Bilişim ve teknolojinin hızla geliştiği, ekonominin her alanda etkinliğini hissettirdiği, kültürel yozlaşmanın yaşandığı günümüzde insanların çoğu, mutsuzluğa ve bencilliğe sürüklenmiştir. Bu sosyal travma kişilerin ve toplumların istismar edilmesine, kolay yönlendirilmesine de müsaittir. Çünkü;sosyal, siyasi ve ekonomik sıkıntılar içinde olan toplumlar bir umut, bir kurtarıcı beklerler… Söylemlerine inandıklarının arkasından sorgulamadan giderler. Ancak umutlarının yeşermeyip de, aldatıldıklarını anlayınca da öfkeleri depremler yaratabilir!

İnsanları aldatmadan kazanmak ve fikirlerimizi kabul ettirmek için;

Herkes; sevilmek, saygı görmek, fark edilmek, önemsenmek ve taktir edilmekten hoşlanır. Buna göre:

— Abartılı olmadan; överek, taktir ederek konuşmaya başlanmalı.

— Tartışma ortamı yaratılmamalı. Bir tartışmayı kazanmanın en iyi yolu, tartışmadan kaçınmaktır. Çünkü tartışmalar, nefis mücadelesini ön plana çıkarır. Hissi ve nefsi söylemler mutlaka yanlış yaptırır. Bu yanlışı yapmamak için sadece görüşler belirtilmeli.

— Muhatabın görüşlerine saygı duyulmalı. Yanıldığı ve yanlış olduğu söylenmemeli. Kişinin gururu rencide edilmeden, doğru bilgi uygun bir şekilde izah edilmeli.

— İyi bir dinleyici olunmalı. Konuşmanın çoğunu karşıdaki kişinin yapmasına izin verilmeli.

— Muhatabın kıymet verdiği değerlere ve beklentilerine hitap edilmeli. İlgi duymadığı bir alanda konuşmamalı.

— Doğrudan emir verilmemeli. Soru yönelterek, sanki karşınızdakinin katkısını bekliyormuş gibi davranıp, onun da yapılacak işi sahiplenmesi sağlanmalı.

— Karşınızdaki cesaretlendirilmeli.

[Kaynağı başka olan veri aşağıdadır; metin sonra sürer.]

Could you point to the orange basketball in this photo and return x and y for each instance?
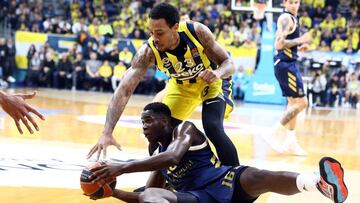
(100, 189)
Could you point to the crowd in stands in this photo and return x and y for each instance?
(96, 64)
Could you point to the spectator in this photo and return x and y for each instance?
(105, 73)
(30, 53)
(33, 72)
(105, 29)
(328, 23)
(323, 46)
(3, 57)
(79, 27)
(344, 8)
(47, 70)
(10, 64)
(93, 80)
(63, 73)
(332, 89)
(338, 44)
(305, 20)
(79, 72)
(114, 54)
(352, 93)
(340, 21)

Eğer bir yanlışı varsa bunun kolay düzeltilebileceği belirtilmeli. Birlikte daha güzel işler yapılabileceği söylenmeli.

— Anlattığınız görüşleri, muhatabınızın kendi fikriymiş gibi anlatmasına müdahale edilmemeli.

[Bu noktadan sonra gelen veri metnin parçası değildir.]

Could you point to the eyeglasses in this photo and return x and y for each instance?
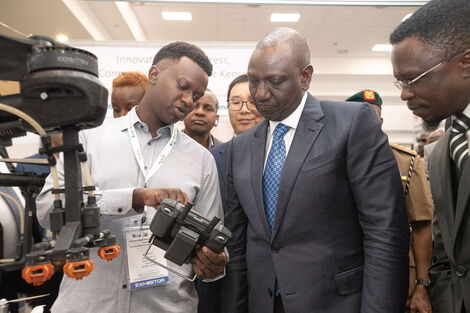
(237, 105)
(406, 84)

— İnsanlara önemsedikleri ve sevdikleri iyi sıfatları vermeli, hitap etmeli.  Onlar bu sıfatlara yaraşır olmak için gayret göstereceklerdir.

Muhatabımız Gençler ise;

— Gençleri bir çocukmuş gibi, karşılamamalı. Onların fikirlerine ve önerilerine saygı duyulmalı.

— Gücüne ve becerilerine güvenildiği belirtilmeli, moral verilmeli.

— İlgi alanlarına yasak konulmamalı, yaptıklarından dolayı aşağılanmamalı. Zararlı alışkanlıkları ve yanlışları var ise, bire bir gururu rencide edilmeden anlatılmalı. Yanlış davranışlarına karşılık güzel örnekler ve öneriler sunulmalı.

— Uzun süreli nasihatte ve açıklamalarda bulunulmamalı.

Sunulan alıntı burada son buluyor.